Aber selbstverständlich, Lady, ist jeder meiner Spaziergänge eine Vergewisserung und empfunden fast mein letzter. “Werde ich auch die nächste Spargelsaison noch erleben?” frug mich gleich am Abgang zur S Schönhauser der kleine Gemüsestand, ohne daß der dahinter stehende orientalische Verkäufer etwas davon ahnte. Und unbedingt werde ich noch in den seit gestern öffentlich → erweiterten Mauerpark flanieren, morgen vielleicht, vielleicht schon nachher; wann, hängt davon ab, wie schnell wir weiter durch die Wüste kommen: die nächste Pforte, in den vierten, ich möchte gar nicht mehr schreiben: Höllenkreis der Nefud; der dritte war auch ohne infernalen Namen anstrengend genug … — diese nächste Pforte zu erreichen also, sei besonders kompliziert. Sie offenbare sich nämlich nicht gleich, erklärte erklärungslos Faisal und beließ es dabei. Wir müßten allerdings noch einen Umweg nehmen.
Nachfragen wollte ich nicht. Einem Araber lästig zu fallen, geht, wie Du wahrscheinlich weißt, mit bleibendem Ehrverlust einher. Immerhin hat mir Faisal den Umweg erklärt: Er habe einen chinesischen Kollegen um Consilio und Mittherapie gebeten, nämlich wegen meiner strahlungshalber anhebenden Neuropathie; tatsächlich sei es aber eine Kollegin, die sich, wie eine Heilerin der Vorzeit, als sozusagen Anachoretin tief in die Wüste zurückgezogen habe.
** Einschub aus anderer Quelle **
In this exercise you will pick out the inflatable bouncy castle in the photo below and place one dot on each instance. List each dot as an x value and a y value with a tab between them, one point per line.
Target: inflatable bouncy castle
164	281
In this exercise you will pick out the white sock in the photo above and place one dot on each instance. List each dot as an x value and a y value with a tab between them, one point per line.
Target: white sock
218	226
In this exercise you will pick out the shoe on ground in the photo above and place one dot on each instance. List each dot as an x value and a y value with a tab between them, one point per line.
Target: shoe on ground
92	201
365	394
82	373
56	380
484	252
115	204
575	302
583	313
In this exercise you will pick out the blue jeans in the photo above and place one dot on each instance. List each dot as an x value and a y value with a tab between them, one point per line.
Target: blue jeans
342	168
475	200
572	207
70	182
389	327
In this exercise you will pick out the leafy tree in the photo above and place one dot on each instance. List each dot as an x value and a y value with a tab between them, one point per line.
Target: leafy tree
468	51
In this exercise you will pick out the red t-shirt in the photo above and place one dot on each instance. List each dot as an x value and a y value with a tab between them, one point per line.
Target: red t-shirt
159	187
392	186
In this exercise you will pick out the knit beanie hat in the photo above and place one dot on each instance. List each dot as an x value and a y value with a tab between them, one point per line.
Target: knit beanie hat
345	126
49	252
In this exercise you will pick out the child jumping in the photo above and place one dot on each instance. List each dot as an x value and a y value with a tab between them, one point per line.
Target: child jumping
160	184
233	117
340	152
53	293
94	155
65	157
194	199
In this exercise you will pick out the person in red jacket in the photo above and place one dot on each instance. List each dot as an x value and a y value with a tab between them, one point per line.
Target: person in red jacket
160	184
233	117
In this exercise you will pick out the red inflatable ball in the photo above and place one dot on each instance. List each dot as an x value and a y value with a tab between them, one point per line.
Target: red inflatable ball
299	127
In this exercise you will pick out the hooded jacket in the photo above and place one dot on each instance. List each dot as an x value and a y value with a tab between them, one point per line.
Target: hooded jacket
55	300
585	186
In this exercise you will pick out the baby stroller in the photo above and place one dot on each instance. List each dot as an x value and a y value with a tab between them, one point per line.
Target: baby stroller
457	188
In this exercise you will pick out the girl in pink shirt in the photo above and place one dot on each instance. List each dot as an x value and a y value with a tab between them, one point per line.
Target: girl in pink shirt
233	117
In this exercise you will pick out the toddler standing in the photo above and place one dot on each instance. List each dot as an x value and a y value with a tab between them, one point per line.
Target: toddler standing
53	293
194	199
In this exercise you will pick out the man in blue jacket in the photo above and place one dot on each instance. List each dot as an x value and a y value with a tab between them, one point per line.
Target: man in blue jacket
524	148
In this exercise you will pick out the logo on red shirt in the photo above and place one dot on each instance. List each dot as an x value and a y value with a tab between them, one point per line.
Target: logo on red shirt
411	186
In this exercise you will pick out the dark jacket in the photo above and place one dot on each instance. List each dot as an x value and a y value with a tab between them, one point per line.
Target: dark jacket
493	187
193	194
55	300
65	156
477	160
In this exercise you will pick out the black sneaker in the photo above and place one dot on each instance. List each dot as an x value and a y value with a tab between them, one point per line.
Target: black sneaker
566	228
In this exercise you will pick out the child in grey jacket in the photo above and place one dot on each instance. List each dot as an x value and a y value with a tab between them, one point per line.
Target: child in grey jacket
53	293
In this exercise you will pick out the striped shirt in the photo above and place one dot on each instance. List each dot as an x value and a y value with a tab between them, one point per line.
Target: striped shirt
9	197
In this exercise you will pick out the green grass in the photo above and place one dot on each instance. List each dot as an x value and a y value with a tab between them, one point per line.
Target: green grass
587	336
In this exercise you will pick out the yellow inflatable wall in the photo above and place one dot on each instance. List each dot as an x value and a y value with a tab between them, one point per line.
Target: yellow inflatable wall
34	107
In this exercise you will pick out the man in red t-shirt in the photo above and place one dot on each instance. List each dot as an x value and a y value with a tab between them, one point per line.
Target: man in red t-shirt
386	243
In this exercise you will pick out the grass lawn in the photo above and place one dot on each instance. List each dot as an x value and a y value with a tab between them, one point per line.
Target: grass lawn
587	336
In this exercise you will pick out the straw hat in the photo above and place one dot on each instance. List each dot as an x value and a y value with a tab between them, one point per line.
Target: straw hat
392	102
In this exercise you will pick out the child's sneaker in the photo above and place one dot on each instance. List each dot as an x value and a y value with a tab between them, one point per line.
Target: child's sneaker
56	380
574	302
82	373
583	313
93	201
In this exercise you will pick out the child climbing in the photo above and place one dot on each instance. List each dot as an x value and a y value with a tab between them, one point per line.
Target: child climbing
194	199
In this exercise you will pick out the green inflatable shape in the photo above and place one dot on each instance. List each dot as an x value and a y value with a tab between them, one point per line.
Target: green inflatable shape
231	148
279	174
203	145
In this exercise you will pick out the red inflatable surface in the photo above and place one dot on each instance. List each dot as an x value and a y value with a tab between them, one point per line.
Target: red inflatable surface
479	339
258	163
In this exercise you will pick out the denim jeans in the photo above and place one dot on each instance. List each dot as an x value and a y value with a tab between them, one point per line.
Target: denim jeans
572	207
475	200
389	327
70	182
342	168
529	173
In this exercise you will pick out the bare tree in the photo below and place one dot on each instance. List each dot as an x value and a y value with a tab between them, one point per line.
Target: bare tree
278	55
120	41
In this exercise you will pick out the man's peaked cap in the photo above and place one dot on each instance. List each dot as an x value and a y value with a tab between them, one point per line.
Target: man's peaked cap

Es ließe sich auch von einer Zauberin sprechen, die auf ihm, Faisal, nicht recht nachvollziehbare Weise Nadeln zu setzen verstehe, was der Erkrankung aber nachweisbar Einhalt zu gebieten verstehe, sie zumindest mildere. – Weshalb mußte ich da sofort an → Marah Durimeh zurückdenken? Ja, es schien mir völlig auf der Hand zu liegen, daß es sie, niemand anderes, sein würde. Aber das sagte ich nicht, sondern ließ mir weiterklären, daß – denn in der vierten Phase setze die Nefud dem weil chemisch sowieso schon geschwächten Körper noch einmal ganz besonders zu – er, Faisal, es für nachdrücklich geraten halte, die Hilfe dieser Durimeh in Anspruch zu nehmen, und zwar bevor wir den Vierten Höllenkreis erreichten. Sie erwarte uns übrmorgen zu … hat er wirklich “High Noon” gesagt? Nein, das wäre → ein anderer Film – mit allerdings einer anderen Anima als, Li, Dir, deutlich einer meiner nämlich Kindheit. Dieser Frau (dieser Imago – wie die Béart ist auch sie alleine innenmedial) habe ich im ersten → der beiden Septimebände mit der Sabinenliebe ein zartes, ich hoffe: voll Achtung, Denkmal gesetzt.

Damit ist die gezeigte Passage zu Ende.